Open Economy: Why nations struggle to design their own economies

There are many ways to design an economy.

There is a Nordic model of welfare (Scandinavia), a centralised model of state capitalism (China), and highly financialised free market capitalism (Europe and North America).

In pockets around the world, brave and self-determining countries are challenging themselves to create models that fit their needs.

Whichever economic design a country decides to take up is usually dependent on its development stage and socio-economic values. In Zimbabwe, many express discontent with capitalism but fall short in being specific on exactly which model of capitalism they take exception to.

Granted, they should not be rushed.

I advise that we would all benefit from a steady process of elimination, providently disqualifying models that we do not favour.

Following such a path would enable us to work towards an informed preference of whatever model of capitalism we prefer for Zimbabwe.

Understanding capitalism depends on exposure and influence. That may be a function of either interactive, academic, or media streams that people are exposed to.

I will focus on the media which informs our most commonly held perceptions of capitalism; Western business news organisations.

Throughout the past week, the Chinese economy has been the focus across Western news organisations. Well, at least on casual perception it seemed to be. What is more precise is that the Chinese economy was only a backdrop to the concerns of financial markets.

Financial markets were shaken by the actions taken by Chinese authorities over the last two weeks.

As financial markets tend to do, ill-informed sentiment was much more influential than thorough analysis has. This resulted in sell-offs of Chinese stocks, a situation where investors pull out loads of money from a stock market.

A contagion effect was soon to follow with other foreign capital markets feeling the pinch, too. This was consistent with the belief that a slump in China means lower returns in other markets.

Unfortunately, this sequence of events was driven by investors’ impulsive reactions largely informed by panic and group think. This has become a recurrent scenario and it is exactly what is wrong with what I will call “financialised capitalism”.

Today, much of the global economy is controlled by Western investors active in capital markets.

While disproportionate, this composition was not initially harmful.

In fact, the rest of the world rightfully opened itself up to Western capital flows. In theory, this was supposed to be good for economies looking for finances to fund their economic development. Unfortunately, over the last few decades, Western capital has become extremely short-term oriented.

For instance, while the average holding time of a stock in global markets is seven months, in Western capital markets that average is only 22 seconds.

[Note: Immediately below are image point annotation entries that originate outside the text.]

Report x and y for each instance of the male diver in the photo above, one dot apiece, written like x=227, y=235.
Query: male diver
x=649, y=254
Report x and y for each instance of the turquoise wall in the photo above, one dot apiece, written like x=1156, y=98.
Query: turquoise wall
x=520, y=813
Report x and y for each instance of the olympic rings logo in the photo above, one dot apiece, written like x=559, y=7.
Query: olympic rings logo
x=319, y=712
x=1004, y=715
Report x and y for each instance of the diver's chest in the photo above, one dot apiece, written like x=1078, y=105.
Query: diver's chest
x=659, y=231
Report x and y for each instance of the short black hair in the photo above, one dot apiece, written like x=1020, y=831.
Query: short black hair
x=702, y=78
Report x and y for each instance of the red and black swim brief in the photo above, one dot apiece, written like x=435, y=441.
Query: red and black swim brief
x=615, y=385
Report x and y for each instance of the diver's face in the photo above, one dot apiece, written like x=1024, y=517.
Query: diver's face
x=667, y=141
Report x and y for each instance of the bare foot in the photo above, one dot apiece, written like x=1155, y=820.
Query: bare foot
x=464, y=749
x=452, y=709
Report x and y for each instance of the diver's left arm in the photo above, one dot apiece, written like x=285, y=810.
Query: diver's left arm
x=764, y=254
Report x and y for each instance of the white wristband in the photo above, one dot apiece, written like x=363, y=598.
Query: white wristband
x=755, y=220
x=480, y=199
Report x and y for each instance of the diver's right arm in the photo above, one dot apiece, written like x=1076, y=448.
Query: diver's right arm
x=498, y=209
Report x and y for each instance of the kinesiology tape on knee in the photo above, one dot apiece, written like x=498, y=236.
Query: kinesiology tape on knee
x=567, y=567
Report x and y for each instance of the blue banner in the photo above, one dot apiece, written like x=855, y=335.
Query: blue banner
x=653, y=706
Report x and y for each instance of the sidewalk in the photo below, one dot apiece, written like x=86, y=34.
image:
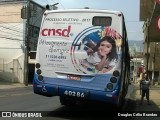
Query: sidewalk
x=10, y=85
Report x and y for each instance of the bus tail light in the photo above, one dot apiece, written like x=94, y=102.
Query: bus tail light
x=109, y=86
x=39, y=71
x=116, y=73
x=40, y=77
x=113, y=79
x=38, y=65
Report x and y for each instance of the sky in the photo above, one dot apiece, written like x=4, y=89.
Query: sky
x=130, y=9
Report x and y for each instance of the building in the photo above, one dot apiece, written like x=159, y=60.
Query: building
x=149, y=12
x=13, y=38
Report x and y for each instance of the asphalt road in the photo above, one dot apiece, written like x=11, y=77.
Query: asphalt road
x=23, y=99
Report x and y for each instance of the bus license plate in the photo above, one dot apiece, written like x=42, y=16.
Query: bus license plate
x=73, y=77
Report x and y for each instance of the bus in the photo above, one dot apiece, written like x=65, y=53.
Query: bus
x=82, y=55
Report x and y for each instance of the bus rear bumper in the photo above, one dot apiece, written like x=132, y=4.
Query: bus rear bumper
x=78, y=93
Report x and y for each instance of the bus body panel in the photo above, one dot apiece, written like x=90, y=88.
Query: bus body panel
x=64, y=70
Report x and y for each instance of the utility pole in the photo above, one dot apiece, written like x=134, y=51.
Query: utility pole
x=26, y=68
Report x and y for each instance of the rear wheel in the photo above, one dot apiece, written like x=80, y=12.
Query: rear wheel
x=67, y=101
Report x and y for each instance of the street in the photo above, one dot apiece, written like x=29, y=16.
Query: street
x=23, y=99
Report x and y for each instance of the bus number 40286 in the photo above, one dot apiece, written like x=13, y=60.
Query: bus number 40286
x=74, y=94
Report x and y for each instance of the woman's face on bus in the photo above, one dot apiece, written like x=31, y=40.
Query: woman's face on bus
x=104, y=48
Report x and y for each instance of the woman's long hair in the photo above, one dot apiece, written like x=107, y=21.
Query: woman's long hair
x=113, y=54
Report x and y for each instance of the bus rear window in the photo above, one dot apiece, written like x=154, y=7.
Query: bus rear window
x=101, y=21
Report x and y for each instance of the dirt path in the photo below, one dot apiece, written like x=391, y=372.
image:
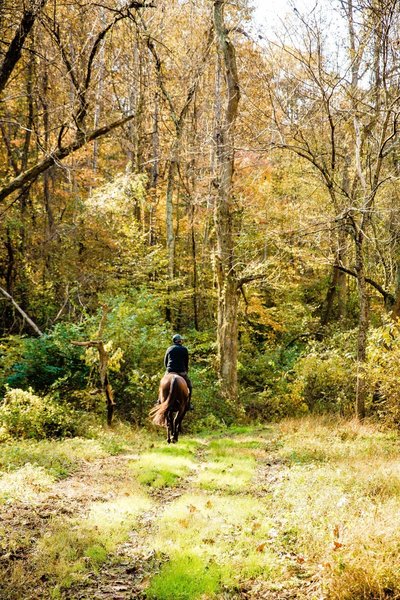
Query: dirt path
x=127, y=572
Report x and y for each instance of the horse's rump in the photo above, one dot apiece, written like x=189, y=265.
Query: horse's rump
x=173, y=396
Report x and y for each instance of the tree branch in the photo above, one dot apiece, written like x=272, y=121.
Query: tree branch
x=22, y=312
x=387, y=295
x=53, y=158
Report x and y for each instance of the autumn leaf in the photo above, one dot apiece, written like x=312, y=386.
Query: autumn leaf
x=261, y=547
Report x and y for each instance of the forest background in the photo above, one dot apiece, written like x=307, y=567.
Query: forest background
x=167, y=168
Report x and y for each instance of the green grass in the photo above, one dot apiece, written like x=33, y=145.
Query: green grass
x=324, y=507
x=165, y=466
x=230, y=464
x=186, y=578
x=237, y=537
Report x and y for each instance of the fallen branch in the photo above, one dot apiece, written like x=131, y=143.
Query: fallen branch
x=22, y=312
x=103, y=364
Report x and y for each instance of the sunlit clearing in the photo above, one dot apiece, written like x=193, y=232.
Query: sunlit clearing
x=28, y=484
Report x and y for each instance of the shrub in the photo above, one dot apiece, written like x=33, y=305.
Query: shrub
x=26, y=415
x=50, y=361
x=326, y=381
x=383, y=371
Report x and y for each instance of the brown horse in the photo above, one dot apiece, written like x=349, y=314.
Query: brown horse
x=173, y=398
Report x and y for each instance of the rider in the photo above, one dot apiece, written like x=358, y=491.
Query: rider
x=176, y=360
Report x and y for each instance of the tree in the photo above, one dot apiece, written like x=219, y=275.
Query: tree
x=224, y=212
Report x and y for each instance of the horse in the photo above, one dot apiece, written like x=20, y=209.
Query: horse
x=173, y=398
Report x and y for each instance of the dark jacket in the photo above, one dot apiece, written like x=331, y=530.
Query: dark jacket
x=176, y=359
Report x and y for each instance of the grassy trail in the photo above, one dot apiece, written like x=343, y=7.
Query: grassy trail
x=304, y=509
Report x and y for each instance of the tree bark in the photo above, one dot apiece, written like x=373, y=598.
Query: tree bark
x=21, y=311
x=30, y=175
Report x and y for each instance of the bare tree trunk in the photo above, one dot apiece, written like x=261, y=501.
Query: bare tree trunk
x=361, y=391
x=227, y=285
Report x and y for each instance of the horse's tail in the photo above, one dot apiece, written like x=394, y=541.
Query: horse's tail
x=158, y=413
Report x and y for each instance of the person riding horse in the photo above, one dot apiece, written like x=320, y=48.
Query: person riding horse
x=176, y=360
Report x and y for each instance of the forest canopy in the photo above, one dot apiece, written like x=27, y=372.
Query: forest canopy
x=168, y=166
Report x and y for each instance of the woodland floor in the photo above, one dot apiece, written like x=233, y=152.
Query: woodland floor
x=258, y=513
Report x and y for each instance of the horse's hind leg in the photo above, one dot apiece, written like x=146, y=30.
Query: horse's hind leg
x=177, y=426
x=169, y=427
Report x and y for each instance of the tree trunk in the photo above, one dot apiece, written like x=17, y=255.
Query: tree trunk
x=227, y=286
x=361, y=390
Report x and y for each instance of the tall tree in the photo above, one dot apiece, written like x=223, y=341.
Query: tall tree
x=224, y=214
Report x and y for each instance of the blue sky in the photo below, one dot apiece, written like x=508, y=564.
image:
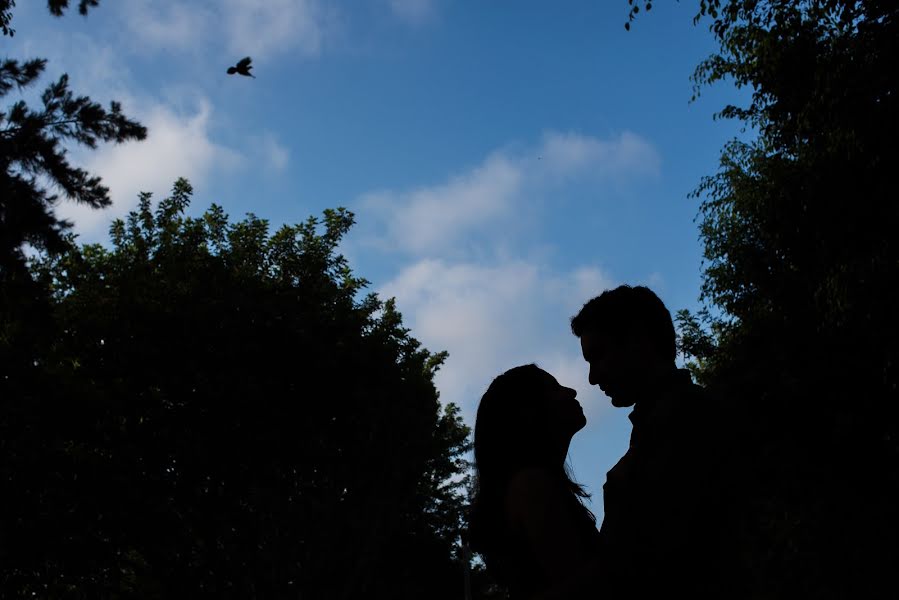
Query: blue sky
x=505, y=161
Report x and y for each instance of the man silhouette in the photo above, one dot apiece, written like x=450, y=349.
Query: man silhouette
x=662, y=498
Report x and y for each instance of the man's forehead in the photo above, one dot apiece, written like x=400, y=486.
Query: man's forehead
x=593, y=341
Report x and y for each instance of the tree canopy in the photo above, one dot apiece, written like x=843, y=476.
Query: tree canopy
x=219, y=413
x=801, y=286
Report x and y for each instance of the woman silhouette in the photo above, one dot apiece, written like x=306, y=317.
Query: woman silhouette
x=528, y=519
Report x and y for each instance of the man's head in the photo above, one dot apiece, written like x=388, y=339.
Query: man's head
x=628, y=338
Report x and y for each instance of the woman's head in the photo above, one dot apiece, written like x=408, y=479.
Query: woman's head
x=525, y=418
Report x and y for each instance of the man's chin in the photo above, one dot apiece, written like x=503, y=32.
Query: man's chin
x=621, y=402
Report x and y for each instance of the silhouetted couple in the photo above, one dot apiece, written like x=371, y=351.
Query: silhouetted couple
x=659, y=535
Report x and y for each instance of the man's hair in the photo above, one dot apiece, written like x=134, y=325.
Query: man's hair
x=625, y=310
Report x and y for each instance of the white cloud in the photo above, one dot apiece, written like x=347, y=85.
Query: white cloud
x=567, y=154
x=413, y=12
x=168, y=25
x=239, y=27
x=177, y=145
x=491, y=318
x=432, y=219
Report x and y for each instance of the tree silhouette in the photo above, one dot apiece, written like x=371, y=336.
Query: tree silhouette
x=220, y=416
x=800, y=247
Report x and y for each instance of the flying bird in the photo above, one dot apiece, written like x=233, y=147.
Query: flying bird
x=242, y=68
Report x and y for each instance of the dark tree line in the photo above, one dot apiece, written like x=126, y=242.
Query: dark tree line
x=801, y=284
x=215, y=413
x=203, y=408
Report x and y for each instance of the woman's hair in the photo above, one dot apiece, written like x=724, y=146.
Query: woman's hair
x=510, y=435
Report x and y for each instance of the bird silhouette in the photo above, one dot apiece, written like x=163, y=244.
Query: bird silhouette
x=242, y=67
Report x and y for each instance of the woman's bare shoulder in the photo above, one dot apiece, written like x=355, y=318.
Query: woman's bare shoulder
x=532, y=492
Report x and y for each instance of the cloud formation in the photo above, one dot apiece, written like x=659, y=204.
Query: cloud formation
x=177, y=145
x=433, y=219
x=414, y=12
x=493, y=317
x=240, y=27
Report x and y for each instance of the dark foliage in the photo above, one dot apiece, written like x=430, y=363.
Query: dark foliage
x=218, y=416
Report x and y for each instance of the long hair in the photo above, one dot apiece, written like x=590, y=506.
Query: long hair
x=509, y=435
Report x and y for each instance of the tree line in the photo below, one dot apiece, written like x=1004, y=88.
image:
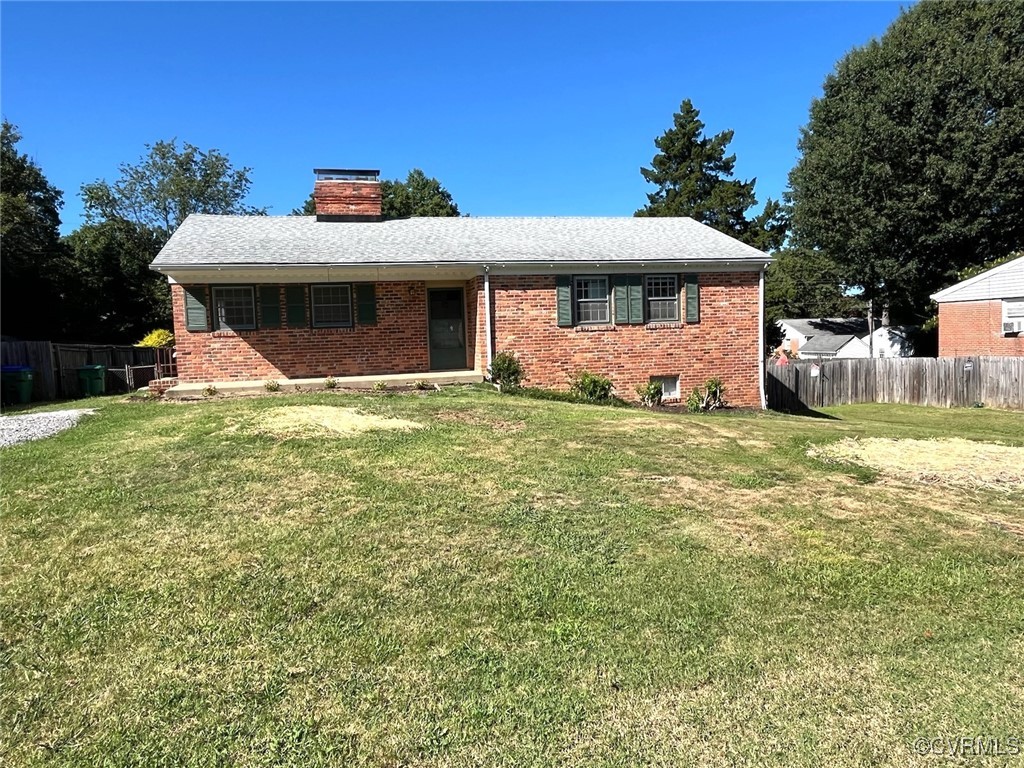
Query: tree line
x=910, y=176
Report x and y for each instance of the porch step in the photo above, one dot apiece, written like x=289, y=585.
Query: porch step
x=440, y=378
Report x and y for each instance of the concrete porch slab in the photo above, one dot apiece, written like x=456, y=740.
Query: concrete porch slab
x=440, y=378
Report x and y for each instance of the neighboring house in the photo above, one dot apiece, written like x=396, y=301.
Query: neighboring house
x=822, y=346
x=347, y=293
x=984, y=314
x=844, y=337
x=830, y=332
x=892, y=341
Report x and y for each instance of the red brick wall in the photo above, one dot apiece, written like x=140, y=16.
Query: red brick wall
x=396, y=344
x=724, y=343
x=969, y=328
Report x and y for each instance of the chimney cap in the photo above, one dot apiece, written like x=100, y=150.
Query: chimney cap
x=347, y=174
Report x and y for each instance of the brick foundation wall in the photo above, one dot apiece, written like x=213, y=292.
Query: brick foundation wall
x=397, y=344
x=970, y=328
x=724, y=343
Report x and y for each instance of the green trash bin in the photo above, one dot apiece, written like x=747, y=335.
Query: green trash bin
x=92, y=379
x=15, y=383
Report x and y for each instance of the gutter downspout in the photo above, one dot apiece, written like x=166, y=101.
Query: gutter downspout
x=761, y=338
x=486, y=315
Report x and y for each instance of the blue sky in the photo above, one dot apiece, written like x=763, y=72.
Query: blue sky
x=519, y=109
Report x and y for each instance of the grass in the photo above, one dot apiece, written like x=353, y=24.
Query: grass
x=517, y=583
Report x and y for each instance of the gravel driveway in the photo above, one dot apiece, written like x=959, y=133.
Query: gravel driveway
x=15, y=429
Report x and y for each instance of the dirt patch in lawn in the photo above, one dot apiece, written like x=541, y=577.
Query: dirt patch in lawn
x=951, y=461
x=475, y=419
x=313, y=420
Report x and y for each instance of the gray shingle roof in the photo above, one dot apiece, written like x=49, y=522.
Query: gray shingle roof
x=217, y=241
x=827, y=326
x=825, y=343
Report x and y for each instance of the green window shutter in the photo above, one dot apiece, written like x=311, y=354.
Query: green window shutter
x=620, y=290
x=269, y=306
x=197, y=317
x=366, y=304
x=295, y=305
x=692, y=293
x=563, y=287
x=636, y=298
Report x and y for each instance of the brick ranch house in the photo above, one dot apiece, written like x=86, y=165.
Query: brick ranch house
x=348, y=293
x=984, y=314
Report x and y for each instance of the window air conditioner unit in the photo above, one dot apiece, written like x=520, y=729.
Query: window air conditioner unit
x=1011, y=328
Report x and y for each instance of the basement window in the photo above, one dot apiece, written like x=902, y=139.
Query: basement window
x=670, y=386
x=332, y=305
x=235, y=308
x=1013, y=316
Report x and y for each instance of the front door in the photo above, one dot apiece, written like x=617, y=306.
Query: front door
x=446, y=315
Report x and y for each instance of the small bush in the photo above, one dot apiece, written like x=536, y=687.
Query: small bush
x=560, y=395
x=506, y=371
x=159, y=338
x=650, y=394
x=591, y=387
x=709, y=397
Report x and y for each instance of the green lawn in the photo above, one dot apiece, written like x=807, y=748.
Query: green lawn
x=518, y=583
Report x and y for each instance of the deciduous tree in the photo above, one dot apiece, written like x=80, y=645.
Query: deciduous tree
x=34, y=263
x=168, y=183
x=912, y=161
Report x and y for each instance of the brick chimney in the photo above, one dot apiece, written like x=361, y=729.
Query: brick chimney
x=347, y=195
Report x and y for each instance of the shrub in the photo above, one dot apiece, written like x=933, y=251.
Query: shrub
x=506, y=371
x=560, y=395
x=650, y=393
x=158, y=338
x=591, y=387
x=708, y=397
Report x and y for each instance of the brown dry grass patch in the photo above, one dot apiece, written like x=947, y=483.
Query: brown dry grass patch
x=313, y=420
x=949, y=461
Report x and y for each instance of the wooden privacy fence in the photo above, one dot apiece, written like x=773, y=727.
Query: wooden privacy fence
x=55, y=366
x=948, y=382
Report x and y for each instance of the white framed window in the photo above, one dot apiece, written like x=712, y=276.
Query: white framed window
x=1013, y=316
x=235, y=307
x=670, y=386
x=662, y=298
x=591, y=300
x=332, y=305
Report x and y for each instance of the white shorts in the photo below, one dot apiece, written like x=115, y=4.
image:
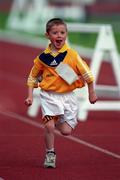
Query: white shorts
x=65, y=105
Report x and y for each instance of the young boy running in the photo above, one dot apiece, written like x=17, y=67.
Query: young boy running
x=62, y=71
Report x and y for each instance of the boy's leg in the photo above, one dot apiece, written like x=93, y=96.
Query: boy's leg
x=50, y=158
x=64, y=128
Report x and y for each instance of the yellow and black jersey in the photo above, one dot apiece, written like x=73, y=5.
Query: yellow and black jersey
x=47, y=61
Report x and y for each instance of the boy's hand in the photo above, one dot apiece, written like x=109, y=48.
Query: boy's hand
x=93, y=98
x=28, y=102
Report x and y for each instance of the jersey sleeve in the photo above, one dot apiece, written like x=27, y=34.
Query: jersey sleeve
x=35, y=72
x=84, y=70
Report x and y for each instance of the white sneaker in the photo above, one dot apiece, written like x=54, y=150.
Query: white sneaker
x=50, y=160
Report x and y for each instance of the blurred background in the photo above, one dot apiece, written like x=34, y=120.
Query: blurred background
x=94, y=31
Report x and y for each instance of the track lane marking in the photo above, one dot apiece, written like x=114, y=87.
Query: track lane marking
x=72, y=138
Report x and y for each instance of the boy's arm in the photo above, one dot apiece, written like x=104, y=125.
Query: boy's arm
x=29, y=99
x=92, y=93
x=88, y=78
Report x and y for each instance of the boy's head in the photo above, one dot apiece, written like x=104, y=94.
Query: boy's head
x=56, y=32
x=54, y=21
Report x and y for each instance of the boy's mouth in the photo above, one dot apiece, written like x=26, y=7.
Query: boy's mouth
x=59, y=42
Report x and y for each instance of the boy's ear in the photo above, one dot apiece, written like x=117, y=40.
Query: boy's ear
x=46, y=35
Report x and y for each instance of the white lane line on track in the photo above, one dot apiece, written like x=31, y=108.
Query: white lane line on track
x=72, y=138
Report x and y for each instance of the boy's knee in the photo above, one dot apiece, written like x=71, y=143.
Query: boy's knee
x=66, y=132
x=49, y=126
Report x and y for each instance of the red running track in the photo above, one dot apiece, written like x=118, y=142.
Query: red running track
x=92, y=152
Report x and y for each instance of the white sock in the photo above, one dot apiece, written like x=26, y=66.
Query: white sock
x=49, y=150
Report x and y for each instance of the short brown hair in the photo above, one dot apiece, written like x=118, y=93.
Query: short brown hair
x=54, y=21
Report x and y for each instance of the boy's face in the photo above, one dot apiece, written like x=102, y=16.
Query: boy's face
x=57, y=35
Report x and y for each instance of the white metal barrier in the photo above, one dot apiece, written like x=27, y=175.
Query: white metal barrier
x=105, y=43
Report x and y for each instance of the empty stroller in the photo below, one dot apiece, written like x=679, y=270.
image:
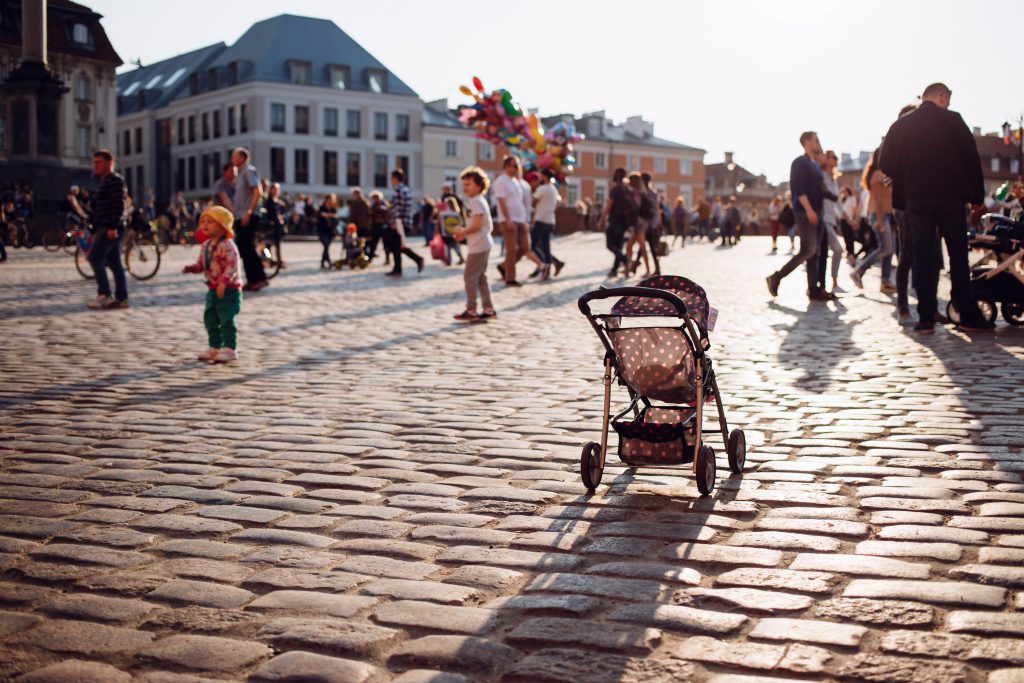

Some policy-makers in developing countries have complained about how footloose capital generates bubbles as it rushes in, only to cause crises when it suddenly retreats home.

Further disconcerting is that financial short-termism has been accompanied by a disparaging attitude towards economies that are managed differently from the ideals of Western investors.

This attitude is deeply planted in patronising, self-gratifying mindsets that are vaguely evident when following Western business news.

One has to be deeply perceptive to see it.

Coverage on China is a case in point.

Proper business journalism should have called out the detrimental investor conduct which is now pervasive in financial markets.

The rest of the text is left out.